The $1.45 billion project, deftly titled the East Side Coastal Resiliency Project ceased a work stoppage after members of various community organizations sued the city over the effect the demolition would have on the public. “The city really lied to the community,” said City Council Member-elect Christopher Marte, a co-defendant on the suit, who is now proposing a community plan to save the Manhattan park. 

Park space on Manhattan’s East Side was chosen by the city Department of Design and Construction along with the city Department of Parks and Recreation to target areas prone to flooding. They homed in on Stuyvesant Cove Park, Corlears Hook Park, Murphy Brothers Playground and Asser Levy Playground in addition to East River Park in the Lower East Side. 

The City Council approved the project in its current form in November 2019, and construction began on Stuyvesant Cove Park’s flood wall. The construction would entail the lifting of the park so it is flood-resistant and can act as a flood barrier for New York City Housing Authority residents who live along the park’s border and the FDR Drive.

“I attended the early (community board) meetings when they were first proposing resiliency for [East River Park]. It was a true community process, asking us what we wanted to protect and what we wanted to see.
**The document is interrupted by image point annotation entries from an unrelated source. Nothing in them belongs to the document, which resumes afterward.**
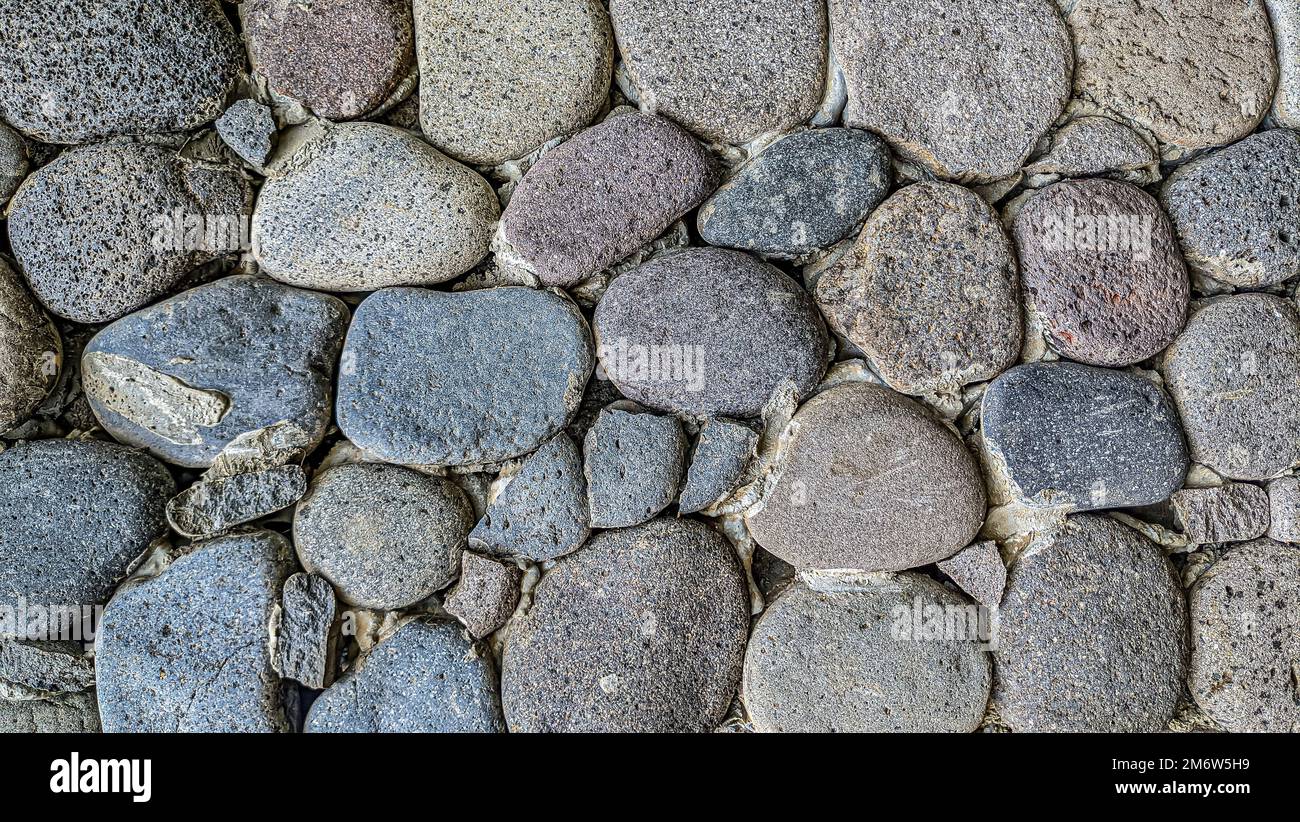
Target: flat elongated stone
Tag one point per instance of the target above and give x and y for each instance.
(81, 70)
(423, 679)
(641, 631)
(1091, 632)
(412, 216)
(189, 650)
(845, 661)
(498, 78)
(432, 377)
(870, 480)
(1082, 437)
(709, 332)
(928, 291)
(602, 194)
(1231, 373)
(187, 376)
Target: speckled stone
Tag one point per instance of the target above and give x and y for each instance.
(499, 78)
(541, 514)
(1101, 269)
(81, 70)
(966, 91)
(189, 650)
(1194, 73)
(858, 661)
(602, 194)
(423, 679)
(869, 480)
(187, 376)
(1246, 639)
(1083, 437)
(103, 229)
(341, 57)
(709, 332)
(385, 536)
(74, 517)
(641, 631)
(1092, 632)
(1236, 211)
(928, 291)
(432, 377)
(729, 70)
(411, 215)
(1231, 372)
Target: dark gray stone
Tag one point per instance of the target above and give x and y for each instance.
(74, 515)
(641, 631)
(541, 514)
(1083, 437)
(858, 661)
(869, 479)
(709, 332)
(108, 228)
(187, 376)
(1092, 632)
(633, 463)
(450, 379)
(79, 70)
(189, 650)
(602, 194)
(385, 536)
(423, 679)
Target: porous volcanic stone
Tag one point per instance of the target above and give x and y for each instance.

There was a good final product, but then the city decided to change it,” said Marte.

Various organizations along with block associations and residents on the Lower East Side are suing the city for not getting approval from the state Legislature before starting construction, as well as for alienating the public from using the park for the next several years.  In a petition filed to the state Supreme Court, over a dozen petitioners said, “The loss of any part of East River Park to the Resiliency Project would constitute irreparable injury to petitioners and to the community they represent.”

While a nullification of the City Council’s vote is a difficult process, Marte argued that it could be voided based on what he knows of how this current plan came to be. And now, with the overruling by the state Appellate Court, it may be the last remaining avenue for those against the project to take to stop work on the land given construction will start up again immediately and throughout 2022. 

“It’s really unprecedented. If more information comes out … and if you undermine the facts and they voted on something that is untrue, they’d have to redraw that and do that vote again,” said Marte. 

The information Marte is referring to is the Environmental Impact Statement, or EIS, which he and petitioners allege did not tell the full story of the impact the coastal resilience project would have on the park’s trees, wildlife and surrounding community’s air quality during construction. 

When asked what alternatives Marte would propose as the next council member in care of East River Park, he said that the original plan makes the most sense to him and to the community members he has spoken with as it was a “community plan to protect people in public housing.”

“What we realized is that the community plan is cheaper, it protects the park and it has a shorter timeline … Why don’t we go back to the community plan to protect people in public housing and not destroy 1,000 trees?” said Marte. 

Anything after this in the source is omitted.